SmartScore moments and summaries
When auto-tagging is run on a conversation, SmartScore generates:
Moments — key highlights extracted from the transcript with timestamps
Summary — a short AI-written summary of the whole conversation
Summaries appear in the metadata sidebar on the conversation page. Moments are visible inline against the transcript.
Sentiment
Sentiment analysis produces several fields:
Overall agent sentiment — the dominant sentiment across the agent's messages
Overall customer sentiment — the dominant sentiment across the customer's messages
Overall sentiment — combined sentiment for the whole conversation
Sentiment score — a numeric score
Prolonged sentiment — flags extended periods of a specific sentiment, for example sustained negative customer sentiment
xMetrics — predictive AI metrics
If xMetrics is enabled, the following predicted fields are added to each analysed conversation:
xNPS — the predicted Net Promoter Score category for the customer (Promoter, Passive, Detractor)
xRepeats — whether the customer mentioned a previous contact about the same issue, indicating a repeat contact
xResolution — the predicted resolution status of the conversation
xVulnerability — flags conversations where the customer shows signs of vulnerability
These metrics are useful for finding conversations that warrant deeper review — detractors, repeats, and vulnerable customers in particular.
Audio metrics (voice calls)
If Conversation Intelligence is enabled, voice calls also include audio metrics like overtalk and silence durations.

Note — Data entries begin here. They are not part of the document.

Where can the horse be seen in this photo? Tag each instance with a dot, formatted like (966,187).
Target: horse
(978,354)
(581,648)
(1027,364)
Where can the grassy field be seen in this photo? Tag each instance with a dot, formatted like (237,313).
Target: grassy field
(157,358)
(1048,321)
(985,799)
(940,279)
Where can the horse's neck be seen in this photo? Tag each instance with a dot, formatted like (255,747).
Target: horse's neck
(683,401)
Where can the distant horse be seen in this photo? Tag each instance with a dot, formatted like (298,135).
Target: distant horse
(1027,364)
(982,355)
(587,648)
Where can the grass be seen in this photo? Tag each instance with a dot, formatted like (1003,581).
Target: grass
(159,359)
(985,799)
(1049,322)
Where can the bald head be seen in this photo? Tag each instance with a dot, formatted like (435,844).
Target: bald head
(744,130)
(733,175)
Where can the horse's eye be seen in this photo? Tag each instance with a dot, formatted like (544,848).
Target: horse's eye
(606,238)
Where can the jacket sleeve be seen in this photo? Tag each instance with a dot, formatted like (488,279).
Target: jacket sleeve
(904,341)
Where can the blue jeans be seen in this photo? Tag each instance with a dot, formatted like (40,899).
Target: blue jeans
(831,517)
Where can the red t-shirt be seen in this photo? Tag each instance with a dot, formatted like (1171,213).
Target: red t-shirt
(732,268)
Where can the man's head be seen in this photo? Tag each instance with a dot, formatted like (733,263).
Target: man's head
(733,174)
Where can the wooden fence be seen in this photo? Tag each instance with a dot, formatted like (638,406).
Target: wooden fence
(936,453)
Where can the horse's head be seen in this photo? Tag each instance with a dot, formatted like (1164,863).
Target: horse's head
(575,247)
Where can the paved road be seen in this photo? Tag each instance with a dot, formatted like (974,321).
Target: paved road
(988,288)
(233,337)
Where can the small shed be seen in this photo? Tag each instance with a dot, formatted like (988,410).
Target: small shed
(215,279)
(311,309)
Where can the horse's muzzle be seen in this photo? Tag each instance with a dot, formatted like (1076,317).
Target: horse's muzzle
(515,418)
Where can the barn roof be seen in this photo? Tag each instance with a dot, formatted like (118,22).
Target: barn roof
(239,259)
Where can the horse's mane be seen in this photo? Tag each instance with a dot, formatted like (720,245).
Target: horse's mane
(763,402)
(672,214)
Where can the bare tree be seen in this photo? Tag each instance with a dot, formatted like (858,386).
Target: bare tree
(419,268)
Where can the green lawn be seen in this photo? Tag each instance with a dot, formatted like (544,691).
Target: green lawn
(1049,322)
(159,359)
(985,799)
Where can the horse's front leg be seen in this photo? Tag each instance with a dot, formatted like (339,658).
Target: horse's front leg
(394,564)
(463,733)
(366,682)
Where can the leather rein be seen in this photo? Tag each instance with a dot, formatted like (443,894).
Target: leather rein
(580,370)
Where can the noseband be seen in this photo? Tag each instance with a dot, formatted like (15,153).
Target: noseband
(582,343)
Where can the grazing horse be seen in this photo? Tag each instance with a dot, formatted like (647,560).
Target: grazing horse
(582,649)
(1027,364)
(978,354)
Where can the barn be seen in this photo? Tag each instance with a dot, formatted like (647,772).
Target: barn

These are captured per-call and can be filtered on. See Understanding audio metrics for the full list.
Auto-QA results
If Auto-QA scorecards have been run against a conversation, the metadata includes which scorecards were applied and the PASS/FAIL result for each. You can filter the conversations list by Auto-QA result to find contacts that need human review.

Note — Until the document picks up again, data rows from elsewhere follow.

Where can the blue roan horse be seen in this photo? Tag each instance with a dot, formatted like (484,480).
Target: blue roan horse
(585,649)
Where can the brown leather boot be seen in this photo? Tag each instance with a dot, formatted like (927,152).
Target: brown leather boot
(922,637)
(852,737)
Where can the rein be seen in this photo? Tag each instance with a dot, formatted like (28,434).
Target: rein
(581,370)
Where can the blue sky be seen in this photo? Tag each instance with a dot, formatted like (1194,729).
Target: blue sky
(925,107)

Evaluation-related metadata
Once a conversation has been evaluated, additional fields become available:
Evaluation outcome — line item and section results, scorecard outcome
Quality score — the overall percentage score from the evaluation
Evaluator — who completed the evaluation
Evaluation mode — for example "Official" or "Extra", as configured in your quality settings
These fields are filterable under Evaluation Results in the filter builder, which is what reports and dashboards use to surface quality performance.

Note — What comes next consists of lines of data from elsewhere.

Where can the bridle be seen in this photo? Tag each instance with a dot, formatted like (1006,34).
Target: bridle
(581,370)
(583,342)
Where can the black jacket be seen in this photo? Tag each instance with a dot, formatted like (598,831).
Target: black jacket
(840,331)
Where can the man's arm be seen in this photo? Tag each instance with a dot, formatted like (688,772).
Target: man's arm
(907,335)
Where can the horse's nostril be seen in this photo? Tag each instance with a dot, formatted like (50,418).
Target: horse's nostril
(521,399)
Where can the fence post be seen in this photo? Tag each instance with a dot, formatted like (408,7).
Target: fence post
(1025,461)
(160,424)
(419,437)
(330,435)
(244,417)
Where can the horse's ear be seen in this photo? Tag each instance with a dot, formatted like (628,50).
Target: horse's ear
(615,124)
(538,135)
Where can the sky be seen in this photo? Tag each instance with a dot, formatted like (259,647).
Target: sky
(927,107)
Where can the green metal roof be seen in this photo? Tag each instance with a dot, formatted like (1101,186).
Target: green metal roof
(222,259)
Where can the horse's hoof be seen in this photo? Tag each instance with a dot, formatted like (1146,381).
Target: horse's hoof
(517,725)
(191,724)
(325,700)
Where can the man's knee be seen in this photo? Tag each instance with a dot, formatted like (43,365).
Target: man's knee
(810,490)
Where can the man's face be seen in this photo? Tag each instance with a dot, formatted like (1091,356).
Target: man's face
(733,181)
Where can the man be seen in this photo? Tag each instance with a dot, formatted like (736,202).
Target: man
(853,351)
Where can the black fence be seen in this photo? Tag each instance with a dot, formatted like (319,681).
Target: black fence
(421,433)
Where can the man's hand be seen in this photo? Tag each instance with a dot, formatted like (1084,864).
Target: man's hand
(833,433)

How metadata is used across evaluagent
Metadata isn't just for browsing the conversations list. It's the connective tissue across the platform:
Auto Work Queues use metadata filters to decide which conversations are sampled and assigned to evaluators automatically
Auto-QA uses metadata to choose which conversations to score with AI scorecards
Reports and dashboards group and slice quality data by channel, source, contact type, sentiment, agent, and any custom fields you have mapped
Analytics and Insights use metadata to build trends — for example tracking how negative sentiment changes over time for a specific contact type
Calibration sessions can be built from filtered metadata to ensure participants score representative conversations
The richer and more accurate your metadata, the more useful all of these features become.
Keeping metadata accurate
A few things help keep your metadata clean:
Map agents correctly — set the right matching strategy on each integration so contacts are linked to the right evaluagent user without manual intervention. Adding agents in evaluagent before turning an integration on avoids "Agent Unmatched" backlogs.
Review your metadata field mapping — for Zendesk, Intercom, Salesforce, and Freshdesk, ask your administrator to enable the integration fields you actually use for filtering and reporting, and to hide ones that just add noise.
Configure channels and contact types deliberately — too few and you can't segment your data; too many and the lists become unmanageable. Most teams start with the defaults and add custom values as patterns emerge.
Use auto-tagging where it adds value — running SmartScore against high-volume contacts gives you searchable summaries and moments without manual work.